Core strengths include: better product, different promise, experience (see Airbnb) or price. Defining this will help shape your marketing strategy. ITV developed a year-long programme of research to understand its core strength. The broadcaster put audience insight front and centre in developing its new brand strategy and communications. The resulting ‘The Heart of Popular Culture’ positioning came about through an understanding of the brand’s true promise: ITV tells stories we all care about that we want to share and talk about.
5. Avoid fixating on one audience (too niche)
Segmentation can be a blessing and a curse. Brands can fall prey to a hyper-focus on one niche audience that neglects wider customer wants and needs. It’s important to wriggle out of the strait-jacket this creates to capitalise on wider opportunities.
Shreddies, for example, needed to move beyond targeting hungry schoolkids and their mums several years ago. By talking about the enjoyment of breakfast and relating the occasion and emotional connection through nans (rather than the product itself), the brand saw a marked increase in sales in previously stagnant demographics.
6. Don’t ignore 55+ audiences
The point above is particularly relevant when it comes to the burgeoning 55 and over age group. It’s the fastest-growing market and also has huge spending power. As these individuals become increasingly tech savvy, more and more are turning to third-party reviews and fellow consumer feedback to inform purchases. To resonate with this audience, it’s crucial to deliver the right media mix. Planning and creative must work cohesively to speak to people in the right place, on the right device at the right time.
There are myriad ways the shine can come off a brand. It’s vital to dust off the cobwebs on a regular basis or the problems may become too hard to fix.
7. Treat consumers like human beings
Look beyond your product’s functional abilities and play on a deeper emotional need – look to Coca-Cola for cues here. Millward Brown once highlighted that being ‘meaningfully different’ enables brands to justify higher prices, which will eventually allow faster growth.
The ticket is to feel more and think less. Hovering over the ‘buy’ button or standing in front of the fixture, deep in the moment of purchase, consumers rapidly recall brands with the strongest memory structures, and emotions triumph.
Thinkbox’s emotive ads have delivered results to rival rational campaigns over several years.
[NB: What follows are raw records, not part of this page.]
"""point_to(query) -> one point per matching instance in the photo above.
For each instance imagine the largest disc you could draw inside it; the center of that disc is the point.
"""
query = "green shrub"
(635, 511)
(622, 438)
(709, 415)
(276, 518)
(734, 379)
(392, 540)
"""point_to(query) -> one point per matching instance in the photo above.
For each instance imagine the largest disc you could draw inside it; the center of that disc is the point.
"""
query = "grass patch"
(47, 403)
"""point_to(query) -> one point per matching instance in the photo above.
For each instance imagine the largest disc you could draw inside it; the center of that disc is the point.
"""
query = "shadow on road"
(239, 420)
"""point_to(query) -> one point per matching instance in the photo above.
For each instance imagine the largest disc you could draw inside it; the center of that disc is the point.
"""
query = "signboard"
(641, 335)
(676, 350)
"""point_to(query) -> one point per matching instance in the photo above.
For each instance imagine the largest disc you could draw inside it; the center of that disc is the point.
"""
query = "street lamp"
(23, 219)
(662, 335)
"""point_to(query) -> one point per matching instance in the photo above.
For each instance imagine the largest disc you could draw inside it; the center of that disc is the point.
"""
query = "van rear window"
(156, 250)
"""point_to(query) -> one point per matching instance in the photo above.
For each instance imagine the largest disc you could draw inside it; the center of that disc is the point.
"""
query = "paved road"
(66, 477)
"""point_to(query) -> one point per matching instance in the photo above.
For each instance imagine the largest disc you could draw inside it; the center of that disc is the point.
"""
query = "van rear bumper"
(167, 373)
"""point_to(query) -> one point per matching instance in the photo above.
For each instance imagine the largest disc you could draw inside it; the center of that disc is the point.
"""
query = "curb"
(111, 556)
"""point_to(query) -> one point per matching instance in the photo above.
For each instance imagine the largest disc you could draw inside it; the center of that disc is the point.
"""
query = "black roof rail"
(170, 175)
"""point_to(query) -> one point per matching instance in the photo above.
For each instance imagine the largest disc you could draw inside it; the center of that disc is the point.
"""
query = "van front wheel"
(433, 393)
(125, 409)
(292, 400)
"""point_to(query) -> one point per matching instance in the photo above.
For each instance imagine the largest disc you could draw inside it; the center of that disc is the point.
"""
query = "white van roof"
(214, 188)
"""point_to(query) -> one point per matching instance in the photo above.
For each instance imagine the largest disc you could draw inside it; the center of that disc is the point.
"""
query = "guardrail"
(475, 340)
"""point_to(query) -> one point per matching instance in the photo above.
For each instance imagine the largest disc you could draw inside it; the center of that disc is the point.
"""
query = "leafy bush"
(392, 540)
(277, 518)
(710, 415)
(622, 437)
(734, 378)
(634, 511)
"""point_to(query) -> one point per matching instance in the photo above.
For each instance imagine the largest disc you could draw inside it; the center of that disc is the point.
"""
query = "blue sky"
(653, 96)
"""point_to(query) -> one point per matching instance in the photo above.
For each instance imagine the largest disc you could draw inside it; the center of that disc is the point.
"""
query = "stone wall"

Furthermore, emotional stimulation encourages engagement. Unruly is a living example of how establishing that connection can drive video shares.
8. Never stand still
In order to remain truly competitive, brands must constantly evolve to remain relevant to their customers. To make peace with even the most fickle of markets – 16- to 34-year-olds – strategists should consider collaborations and the use of popular culture phenomena. Cue ‘Wall’s Wall’sie. Onesies you can wear down the shopsies.’
Staging a comeback and turning around a brand’s performance requires investment. But results won’t come flooding in overnight, having a little unflappable determination will give you a healthy advantage to keeping the beating heart of a brand going.
Finally, and perhaps most crucially, every brand turnaround needs a leader. Someone needs to stand up and be counted, believing in the essence of the brand and guiding it to a brighter future. Who’ll be the brand hero in your organisation?